Redefinir os tempos máximos para a exploração mineira, os
mecanismos de mitigação dos efeitos desta atividade, os métodos
para sua realização e a participação nacional e local dos lucros
econômicos.
Construção
de uma nova lei de regalias que redefina a participação nacional e
local dos benefícios econômicos da atividade mineira.
Realização
de estudos de viabilidade para cada um dos projetos de megamineração
em execução e em projeção, como base para a tomada de definições
frente à realização ou continuidade dos referidos projetos.

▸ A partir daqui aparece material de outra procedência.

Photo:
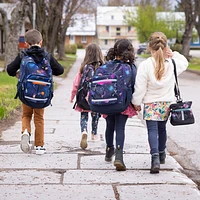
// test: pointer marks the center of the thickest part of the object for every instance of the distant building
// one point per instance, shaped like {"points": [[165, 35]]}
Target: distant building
{"points": [[82, 30], [111, 25]]}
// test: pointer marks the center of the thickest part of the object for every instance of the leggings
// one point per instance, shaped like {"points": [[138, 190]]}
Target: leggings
{"points": [[115, 123], [84, 121]]}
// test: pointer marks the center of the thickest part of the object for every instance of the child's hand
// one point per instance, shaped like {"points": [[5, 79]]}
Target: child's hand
{"points": [[138, 108]]}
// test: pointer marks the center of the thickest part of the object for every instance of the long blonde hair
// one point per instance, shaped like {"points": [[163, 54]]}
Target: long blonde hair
{"points": [[157, 45], [93, 55]]}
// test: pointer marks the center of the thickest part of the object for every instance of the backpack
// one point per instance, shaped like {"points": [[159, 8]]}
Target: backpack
{"points": [[83, 88], [111, 88], [35, 83]]}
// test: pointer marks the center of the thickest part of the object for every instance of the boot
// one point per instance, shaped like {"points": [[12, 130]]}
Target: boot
{"points": [[162, 156], [155, 164], [110, 151], [119, 163]]}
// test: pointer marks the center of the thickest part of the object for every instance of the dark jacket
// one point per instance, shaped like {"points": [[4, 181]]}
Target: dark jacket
{"points": [[37, 54]]}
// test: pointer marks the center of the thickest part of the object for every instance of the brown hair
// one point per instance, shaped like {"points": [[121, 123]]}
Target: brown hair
{"points": [[157, 45], [123, 48], [33, 36], [93, 55]]}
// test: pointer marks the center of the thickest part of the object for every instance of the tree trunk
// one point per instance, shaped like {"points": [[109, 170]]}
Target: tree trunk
{"points": [[54, 23], [190, 16], [14, 30]]}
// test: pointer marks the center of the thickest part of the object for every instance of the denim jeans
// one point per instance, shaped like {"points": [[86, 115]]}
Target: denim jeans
{"points": [[38, 118], [157, 135], [115, 123], [84, 121]]}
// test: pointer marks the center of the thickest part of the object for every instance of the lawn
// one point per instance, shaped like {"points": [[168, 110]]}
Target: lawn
{"points": [[8, 88]]}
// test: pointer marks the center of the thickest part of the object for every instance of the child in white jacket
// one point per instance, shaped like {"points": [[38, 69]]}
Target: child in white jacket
{"points": [[154, 87]]}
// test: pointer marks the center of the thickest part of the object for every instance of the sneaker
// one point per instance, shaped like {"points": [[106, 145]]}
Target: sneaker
{"points": [[109, 153], [83, 143], [25, 142], [40, 150], [101, 137], [94, 137]]}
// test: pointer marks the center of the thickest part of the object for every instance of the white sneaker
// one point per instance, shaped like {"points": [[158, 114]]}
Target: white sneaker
{"points": [[83, 143], [40, 150], [94, 137], [25, 142]]}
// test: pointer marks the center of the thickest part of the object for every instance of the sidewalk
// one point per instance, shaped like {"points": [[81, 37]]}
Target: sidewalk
{"points": [[66, 172]]}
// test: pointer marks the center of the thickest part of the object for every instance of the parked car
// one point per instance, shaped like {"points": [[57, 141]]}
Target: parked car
{"points": [[142, 48]]}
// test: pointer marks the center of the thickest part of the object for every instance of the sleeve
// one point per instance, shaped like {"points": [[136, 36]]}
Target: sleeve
{"points": [[75, 85], [57, 69], [181, 62], [14, 66], [134, 71], [140, 85]]}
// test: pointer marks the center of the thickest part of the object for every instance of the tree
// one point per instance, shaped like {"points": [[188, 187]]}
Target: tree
{"points": [[191, 8], [147, 21], [13, 28]]}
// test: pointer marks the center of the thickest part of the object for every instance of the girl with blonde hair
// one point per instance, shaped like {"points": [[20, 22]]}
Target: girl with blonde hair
{"points": [[154, 88]]}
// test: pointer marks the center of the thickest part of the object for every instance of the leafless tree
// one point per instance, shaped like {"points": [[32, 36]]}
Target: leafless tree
{"points": [[191, 9], [13, 28]]}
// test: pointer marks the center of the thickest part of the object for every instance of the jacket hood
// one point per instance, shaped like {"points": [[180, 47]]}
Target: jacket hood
{"points": [[36, 52]]}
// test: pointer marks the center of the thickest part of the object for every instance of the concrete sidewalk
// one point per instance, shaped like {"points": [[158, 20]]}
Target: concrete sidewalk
{"points": [[66, 172]]}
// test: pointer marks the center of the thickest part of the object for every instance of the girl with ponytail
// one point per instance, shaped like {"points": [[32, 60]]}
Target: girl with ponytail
{"points": [[154, 87]]}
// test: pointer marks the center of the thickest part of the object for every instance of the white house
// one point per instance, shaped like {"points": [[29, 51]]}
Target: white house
{"points": [[111, 25]]}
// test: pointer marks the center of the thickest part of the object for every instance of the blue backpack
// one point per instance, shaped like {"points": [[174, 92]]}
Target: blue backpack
{"points": [[111, 88], [35, 83]]}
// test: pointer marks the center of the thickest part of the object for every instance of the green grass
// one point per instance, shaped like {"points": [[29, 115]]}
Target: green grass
{"points": [[8, 88]]}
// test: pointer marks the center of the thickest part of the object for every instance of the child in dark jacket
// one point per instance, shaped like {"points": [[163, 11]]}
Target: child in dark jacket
{"points": [[33, 38]]}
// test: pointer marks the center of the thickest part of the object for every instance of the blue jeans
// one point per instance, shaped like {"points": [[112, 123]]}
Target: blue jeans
{"points": [[84, 121], [115, 123], [157, 135]]}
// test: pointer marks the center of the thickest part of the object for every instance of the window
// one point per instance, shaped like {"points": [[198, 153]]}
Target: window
{"points": [[83, 39], [118, 30]]}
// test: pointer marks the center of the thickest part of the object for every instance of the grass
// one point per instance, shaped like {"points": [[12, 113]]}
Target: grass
{"points": [[8, 88]]}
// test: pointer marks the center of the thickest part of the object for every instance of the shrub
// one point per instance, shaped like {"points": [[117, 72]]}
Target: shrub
{"points": [[70, 49]]}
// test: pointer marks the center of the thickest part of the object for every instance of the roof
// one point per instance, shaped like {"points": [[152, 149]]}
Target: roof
{"points": [[113, 15], [82, 24]]}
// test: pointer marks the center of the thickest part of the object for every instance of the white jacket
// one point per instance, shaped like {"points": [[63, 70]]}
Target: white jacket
{"points": [[148, 89]]}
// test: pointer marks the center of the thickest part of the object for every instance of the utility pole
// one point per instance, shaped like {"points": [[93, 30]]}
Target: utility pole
{"points": [[34, 15]]}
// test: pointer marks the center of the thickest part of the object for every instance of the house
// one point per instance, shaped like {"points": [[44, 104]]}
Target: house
{"points": [[111, 25], [82, 30], [179, 17]]}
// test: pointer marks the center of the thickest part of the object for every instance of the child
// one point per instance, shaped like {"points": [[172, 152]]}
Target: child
{"points": [[33, 39], [122, 52], [154, 87], [92, 60]]}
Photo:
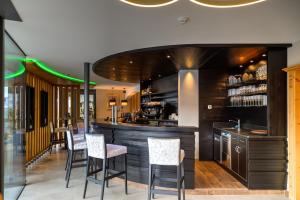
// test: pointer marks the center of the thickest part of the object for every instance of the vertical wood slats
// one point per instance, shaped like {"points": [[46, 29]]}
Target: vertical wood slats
{"points": [[38, 140], [293, 131]]}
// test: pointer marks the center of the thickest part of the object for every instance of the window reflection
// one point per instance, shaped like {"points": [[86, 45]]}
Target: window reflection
{"points": [[14, 121]]}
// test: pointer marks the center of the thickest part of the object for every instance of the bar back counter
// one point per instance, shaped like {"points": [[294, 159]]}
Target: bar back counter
{"points": [[134, 136]]}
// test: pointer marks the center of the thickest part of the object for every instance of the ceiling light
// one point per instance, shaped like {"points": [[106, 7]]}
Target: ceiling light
{"points": [[226, 3], [149, 3], [15, 74]]}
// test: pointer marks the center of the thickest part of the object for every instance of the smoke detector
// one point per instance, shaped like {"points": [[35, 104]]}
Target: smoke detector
{"points": [[183, 20]]}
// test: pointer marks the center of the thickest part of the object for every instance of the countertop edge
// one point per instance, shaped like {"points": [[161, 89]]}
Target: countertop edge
{"points": [[146, 127]]}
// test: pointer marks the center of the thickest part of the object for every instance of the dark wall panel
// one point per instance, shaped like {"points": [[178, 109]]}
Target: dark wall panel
{"points": [[1, 104], [277, 92], [212, 91]]}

Estes
estudos devem ter por base os efeitos ambientais e sociais que a
execução de cada projeto acarretaria, assim como o consentimento
prévio, livre e informado das comunidades.
Sujeição
do desenvolvimento de produção mineira e energética aos Planos de
Desenvolvimento Sustentáveis das ZRC, assim como a Planos de
Ordenamento Territorial construídos participativamente e com atenção
a estudos sobre vocação do solo.
Suspender
a construção de hidrelétricas que afetem os territórios e
comunidades campesinas, indígenas e afrodescendentes.
Abertura
de uma discussão nacional sobre a propriedade do subsolo.
5.
EXIGIMOS [QUE] SE ADOTEM MEDIDAS E SE CUMPRAM GARANTIAS REAIS PARA O
EXERCÍCIO DOS DIREITOS POLÍTICOS DA POPULAÇÃO RURAL.
Reconhecimento,
por parte do Estado colombiano, dos direitos, plasmados na Declaração
sobre os direitos das campesinas e dos campesinos aprovada pela
Comissão de Direitos Humanos da ONU e que faz trâmite na ONU,
mediante a incorporação de suas orientações e direitos na
legislação interna e nas políticas públicas.
Participação
efetiva e com caráter decisório nos conselhos e juntas diretivas
das entidades do Estado que têm a ver com a atenção à população
rural.
Outorgar
o direito ao Consentimento prévio, livre e informado às comunidades
campesinas sobre projetos e normativas que afetem seu entorno, no
[âmbito] social, político, ambiental, econômico e cultural.
Participação
ampla, efetiva e com caráter decisório nas instâncias de
planejamento e definição da política de produção agropecuária e
desenvolvimento rural, para as organizações e comunidades
campesinas, através de mecanismos definidos de maneira autônoma.
Democratização
real da Federação Nacional de Cafeicultores.
6.
EXIGIMOS INVESTIMENTO SOCIAL NA POPULAÇÃO RURAL E URBANA EM
EDUCAÇÃO, SAÚDE, HABITAÇÃO, SERVIÇOS PÚBLICOS E ESTRADAS.
Exigimos
um plano progressivo para o acesso, cobertura integral da população
rural ao sistema de educação básica, média, superior e técnica
que atenda e preserve a identidade das comunidades agrárias e a
sustentabilidade de seus modos de vida.
Exigimos
a abolição da lei 30 de 1992, de educação superior, e a
combinação com a sociedade de uma nova lei que reconheça a
educação como direito fundamental e bem comum, e com enfoque
diferencial.
Exigimos
a nomeação imediata do pavimento docente qualificado para a
educação que as comunidades agrárias requerem, dotada dos direitos
e condições laborais.
Exigimos
a abolição da Lei 100 e da Nova Lei Estatutária, assim como a
combinação com a sociedade de uma nova legislação em saúde que
garanta o direito fundamental de forma integral e que contenha
elementos diferenciais para o campo.
Exigimos
a definição de um sistema de segurança social para campesinos,
indígenas e afrodescendentes, com o qual se outorgue pensão e
asseguramento em riscos profissionais.
Exigimos
partidas orçamentárias para investimento social em infraestrutura e
dotação para educação, saúde, produção, estradas, rede
elétrica, saneamento básico, água e rede de esgoto.
Exigimos
[que] se detenha a privatização e se revertam o manejo aos
municípios dos serviços de saneamento básico, água e rede de
esgoto com um critério social.
Exigimos
o perdão das dívidas dos usuários de serviços públicos e se
levantem os embargos efetuados por este motivo.
Devolução
das microcentrais hidrelétricas às comunidades.
Exigimos
uma nova tabela de tarifas justas de serviços públicos, que
correspondam aos custos e não à especulação.
Exigimos
que os aquedutos comunitários sejam manejados pelas comunidades com
critério social e não empresarial.
Exigimos
a destinação de recursos para melhoramento e construção de
habitação urbana e rural. Enquanto se resolva isso, o governo
outorgará o direito de arrendamento mensal à população dos
assentamentos sem habitação e os que estão em arrendamento.